"Yes, father. Or at least I was almost there. You know there's a cross-road just beyond the gate, and a Ford car came up that cross-road and turned north on the pike. And the woman stopped it—"
"Confederates, I'll bet," cried Dick.
"No, it looked as if she were just asking some stranger for a ride. And as far as they knew she was only a tired woman carrying a bag and they took her in. And then I saw it wasn't any use to go further."
"You surprise me." Mr. Raymond's voice was satirical. "I can't understand why you didn't run after the machine."
Peggy accepted the sarcastic rejoinder meekly. "Then I turned around and came home. But you see I had put on my new brown shoes because Mrs. Morley wanted to fit my brown dress with the shoes I was going to wear with it, and all at once they began to hurt me terribly. Instead of hurrying I had to slow up, and sometimes I had to stop and wait. I never had anything hurt so."
"If you'd walked three blocks east," exclaimed Graham, speaking for the first time, "you could have got a car."
"I knew it, but I'd come off without my pocket book. I didn't have a penny with me. That was the reason I didn't telephone."

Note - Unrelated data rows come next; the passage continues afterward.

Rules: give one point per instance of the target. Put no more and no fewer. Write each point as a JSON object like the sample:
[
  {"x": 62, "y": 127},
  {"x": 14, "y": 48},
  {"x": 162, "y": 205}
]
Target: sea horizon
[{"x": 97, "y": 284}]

Peggy looked about her with a crestfallen air. While she was far from realizing the extent of the alarm her family had felt, and would not have believed Graham had he told her of the apprehensions that had tortured him through the terrible time of waiting, she understood that they had all been worried and that she had inconvenienced every one by making dinner late. "Don't wait for me any longer," she pleaded. "Have the dinner put on, mother, and I'll be down as soon as I've washed up a little."
Mrs. Raymond put her arm about her. "Yes, come upstairs, darling. You must have something on those blisters right away. Alice, tell Sally to put on plates for Ruth and Graham."